Размышляя над этим, она попутно представляла себе ныне далекую Люси, которая мечтала увидеть себя в этом мире, Люси, которая как-то вообразила, что этот мир принадлежит и ей. О чем она думала? И кто вообще была эта девочка? При всех стараниях Люси не отождествить себя с той, прежней Люси. Она была вне, пытаясь заглянуть внутрь. Это чувство встревожило ее, и впервые на своей памяти, а может, и впервые в жизни она посмотрела на себя со стороны. И ей не очень понравилось то, что она увидела. По правде говоря, совсем не понравилось. Теперь она смотрела глазами Молли, глазами женского методистского колледжа и консерватории. Но прежде всего она видела себя глазами Марко — своевольной, легкомысленной дурочкой, настоящей свистулькой, которая играючи суется в чужие дела, ничего в них не смысля. Она посмотрела на Фортуни и вместо прежнего преклонения ощутила только вину и жалость, вместо жгучего нетерпения начать настоящую жизнь — одну лишь печаль.
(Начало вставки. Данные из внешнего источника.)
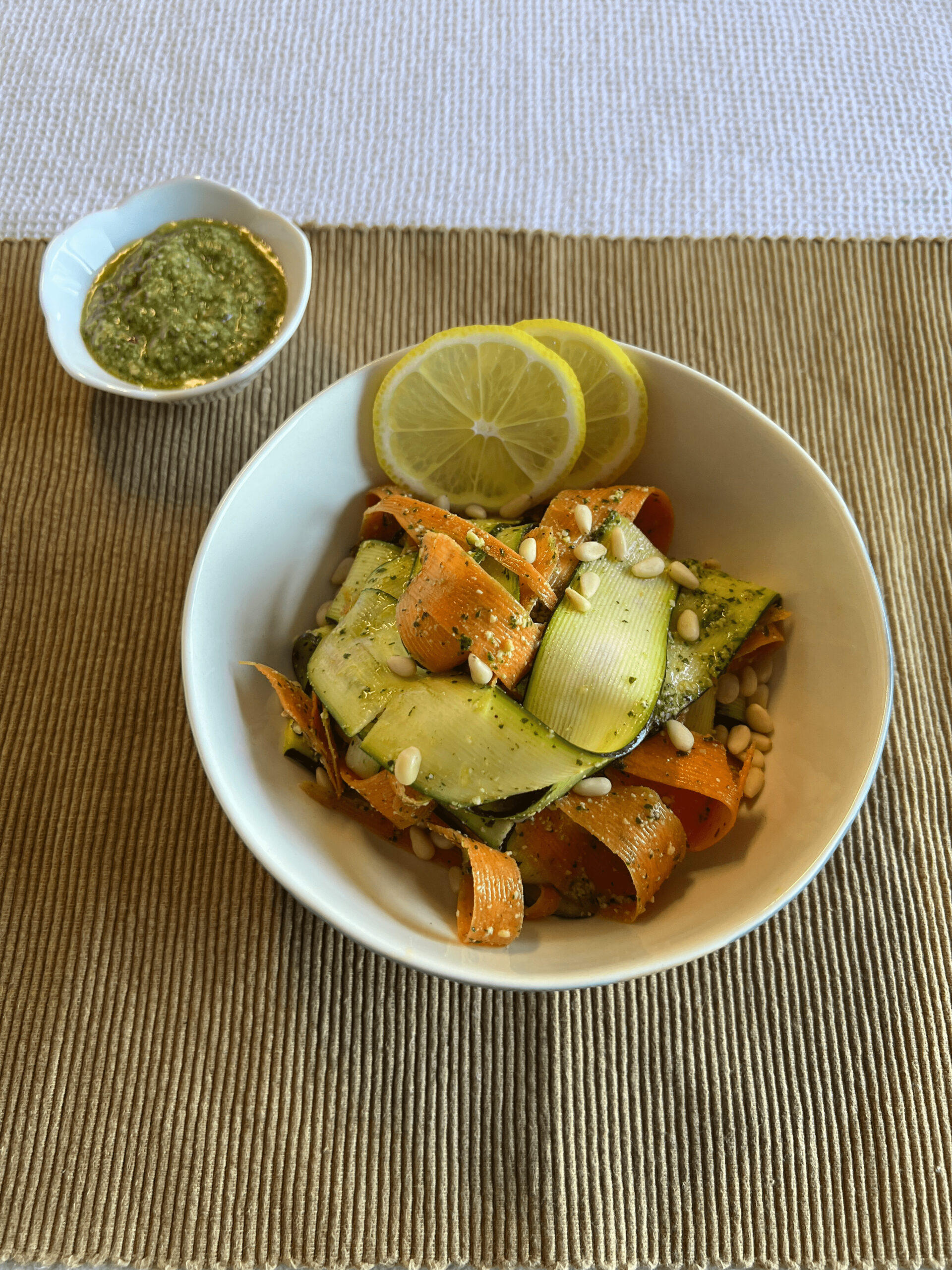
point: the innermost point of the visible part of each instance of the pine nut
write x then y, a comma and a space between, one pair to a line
754, 783
758, 719
728, 689
760, 697
515, 507
588, 552
479, 671
690, 627
748, 681
681, 737
422, 845
359, 761
651, 568
407, 767
342, 571
683, 575
593, 786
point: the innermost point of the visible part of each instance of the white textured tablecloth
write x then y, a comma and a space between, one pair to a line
649, 117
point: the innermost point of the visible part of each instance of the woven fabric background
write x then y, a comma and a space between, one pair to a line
629, 117
193, 1070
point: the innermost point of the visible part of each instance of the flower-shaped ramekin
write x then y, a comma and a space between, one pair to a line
74, 258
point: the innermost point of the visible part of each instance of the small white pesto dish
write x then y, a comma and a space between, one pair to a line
75, 257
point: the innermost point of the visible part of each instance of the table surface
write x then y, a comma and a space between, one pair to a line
617, 117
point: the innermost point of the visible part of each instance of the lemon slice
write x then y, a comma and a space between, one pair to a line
616, 403
483, 414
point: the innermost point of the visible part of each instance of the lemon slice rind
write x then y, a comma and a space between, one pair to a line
615, 430
429, 413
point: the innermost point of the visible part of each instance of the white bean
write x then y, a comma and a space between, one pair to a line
748, 681
342, 571
681, 737
422, 845
479, 671
728, 689
683, 575
593, 786
359, 761
758, 719
690, 627
754, 783
516, 507
407, 767
760, 697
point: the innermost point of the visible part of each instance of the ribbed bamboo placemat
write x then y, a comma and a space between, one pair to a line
193, 1070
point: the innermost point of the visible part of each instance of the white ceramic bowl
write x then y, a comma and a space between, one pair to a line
74, 258
743, 491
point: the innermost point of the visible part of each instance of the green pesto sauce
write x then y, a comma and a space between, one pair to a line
186, 305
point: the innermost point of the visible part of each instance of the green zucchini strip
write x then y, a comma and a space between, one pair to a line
370, 556
598, 674
350, 667
726, 609
477, 745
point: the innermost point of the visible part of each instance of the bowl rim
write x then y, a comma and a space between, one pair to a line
485, 974
107, 382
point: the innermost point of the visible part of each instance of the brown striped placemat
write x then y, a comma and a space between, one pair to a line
196, 1071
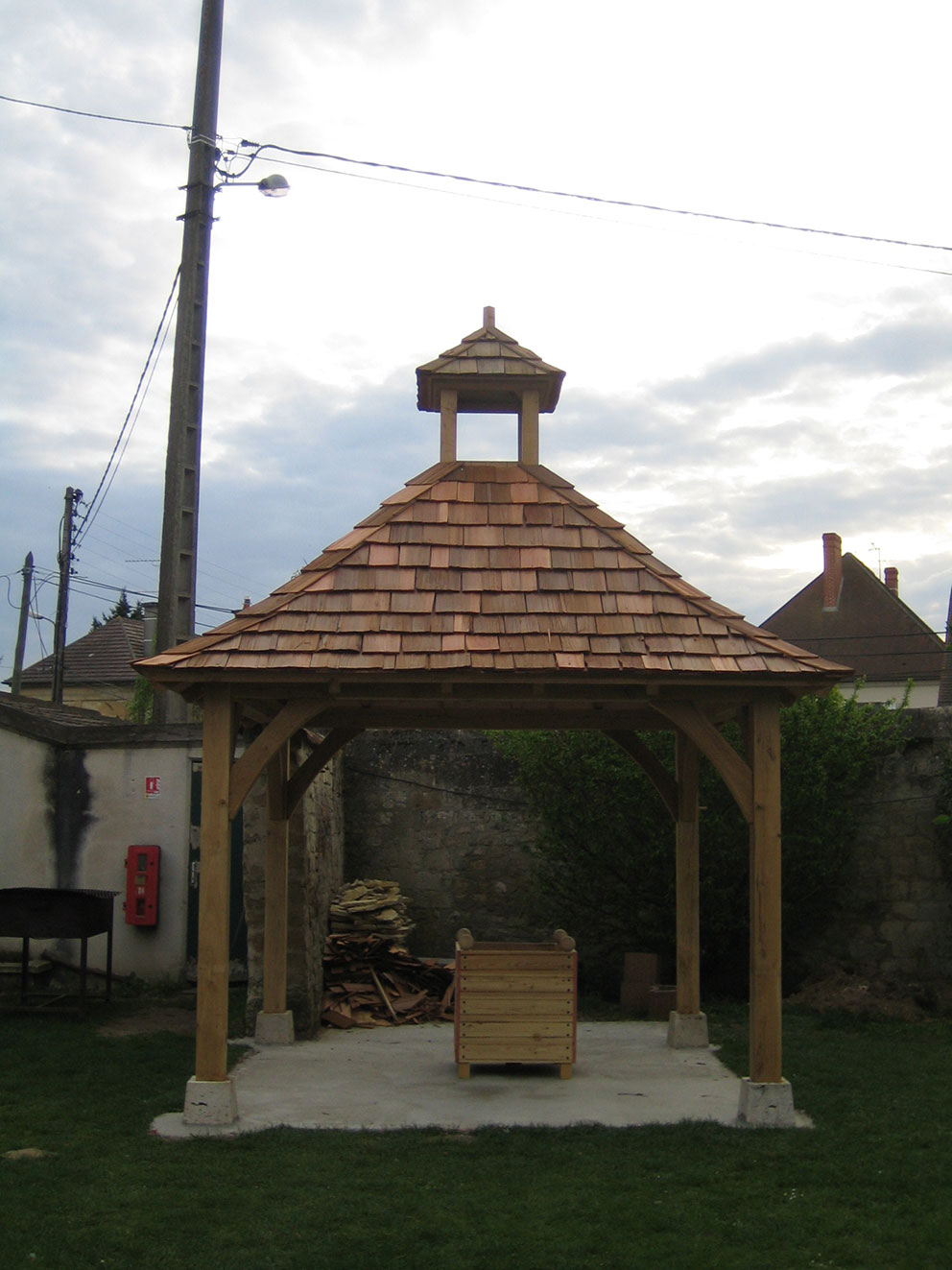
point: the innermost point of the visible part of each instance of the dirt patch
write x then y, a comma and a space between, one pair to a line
152, 1018
872, 997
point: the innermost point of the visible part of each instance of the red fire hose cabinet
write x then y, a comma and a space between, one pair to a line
515, 1002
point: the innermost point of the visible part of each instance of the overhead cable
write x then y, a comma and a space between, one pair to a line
592, 199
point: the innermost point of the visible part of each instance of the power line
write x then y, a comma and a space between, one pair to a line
259, 148
588, 199
91, 508
93, 114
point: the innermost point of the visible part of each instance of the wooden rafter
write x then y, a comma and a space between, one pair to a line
247, 770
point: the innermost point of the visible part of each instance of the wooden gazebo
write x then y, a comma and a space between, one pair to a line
490, 594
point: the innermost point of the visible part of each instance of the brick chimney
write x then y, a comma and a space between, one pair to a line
832, 570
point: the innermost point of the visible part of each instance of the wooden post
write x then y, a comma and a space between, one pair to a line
528, 427
764, 755
213, 893
275, 888
687, 876
447, 425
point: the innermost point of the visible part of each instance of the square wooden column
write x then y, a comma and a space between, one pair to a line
688, 876
528, 427
275, 1023
687, 1026
209, 1096
766, 1025
447, 425
766, 1097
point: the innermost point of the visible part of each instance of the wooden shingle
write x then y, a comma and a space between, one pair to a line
437, 581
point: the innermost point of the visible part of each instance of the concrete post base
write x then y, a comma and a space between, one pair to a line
768, 1105
687, 1031
274, 1029
209, 1101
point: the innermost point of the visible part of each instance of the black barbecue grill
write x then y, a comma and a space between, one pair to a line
50, 913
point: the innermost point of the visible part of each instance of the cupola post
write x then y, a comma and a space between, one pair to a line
488, 372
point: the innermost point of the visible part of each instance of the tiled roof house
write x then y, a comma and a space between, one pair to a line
97, 668
849, 616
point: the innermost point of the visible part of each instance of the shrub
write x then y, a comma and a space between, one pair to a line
605, 859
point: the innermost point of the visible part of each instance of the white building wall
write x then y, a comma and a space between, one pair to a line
122, 812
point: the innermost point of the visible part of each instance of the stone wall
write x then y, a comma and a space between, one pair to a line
895, 919
440, 814
315, 874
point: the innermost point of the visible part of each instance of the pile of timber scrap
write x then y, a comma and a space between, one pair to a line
372, 982
369, 905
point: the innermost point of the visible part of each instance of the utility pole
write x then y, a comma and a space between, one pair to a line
22, 629
946, 676
176, 618
65, 561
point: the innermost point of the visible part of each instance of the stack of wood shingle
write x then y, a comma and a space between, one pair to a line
370, 905
369, 979
370, 982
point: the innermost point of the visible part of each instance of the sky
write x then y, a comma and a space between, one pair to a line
732, 390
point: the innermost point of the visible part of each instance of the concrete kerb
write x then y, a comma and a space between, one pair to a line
405, 1078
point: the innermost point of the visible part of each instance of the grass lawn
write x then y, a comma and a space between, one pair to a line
869, 1186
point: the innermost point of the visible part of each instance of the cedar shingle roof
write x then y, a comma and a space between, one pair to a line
500, 566
101, 657
488, 370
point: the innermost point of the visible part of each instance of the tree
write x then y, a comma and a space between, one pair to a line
121, 609
605, 859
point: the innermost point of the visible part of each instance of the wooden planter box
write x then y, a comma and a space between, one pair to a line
515, 1002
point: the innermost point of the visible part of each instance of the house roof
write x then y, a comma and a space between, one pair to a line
869, 628
101, 657
490, 566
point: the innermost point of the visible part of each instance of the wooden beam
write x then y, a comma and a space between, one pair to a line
213, 891
528, 427
764, 731
275, 887
687, 761
447, 425
734, 771
335, 739
657, 774
268, 742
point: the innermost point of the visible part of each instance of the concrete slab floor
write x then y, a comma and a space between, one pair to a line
405, 1078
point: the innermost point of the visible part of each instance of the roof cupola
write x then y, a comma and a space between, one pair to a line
488, 372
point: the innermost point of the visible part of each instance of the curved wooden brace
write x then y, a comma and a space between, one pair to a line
298, 785
657, 774
734, 770
247, 770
Шампанское выпили, и Фортуни повел ее обратно в дом, в большую столовую. Люси видела эту комнату впервые и даже не подозревала о ее существовании. Дом был настолько обширен, что постоянно вводил в заблуждение, преподносил сюрприз за сюрпризом. Познавать этот дом, вдруг подумалось ей, — это как познавать весь запутанный мир, куда она неловко вторглась, обнаружив затем, что его не знает; вроде бы что-то поняла — но нет, приходится то и дело подправлять свои представления.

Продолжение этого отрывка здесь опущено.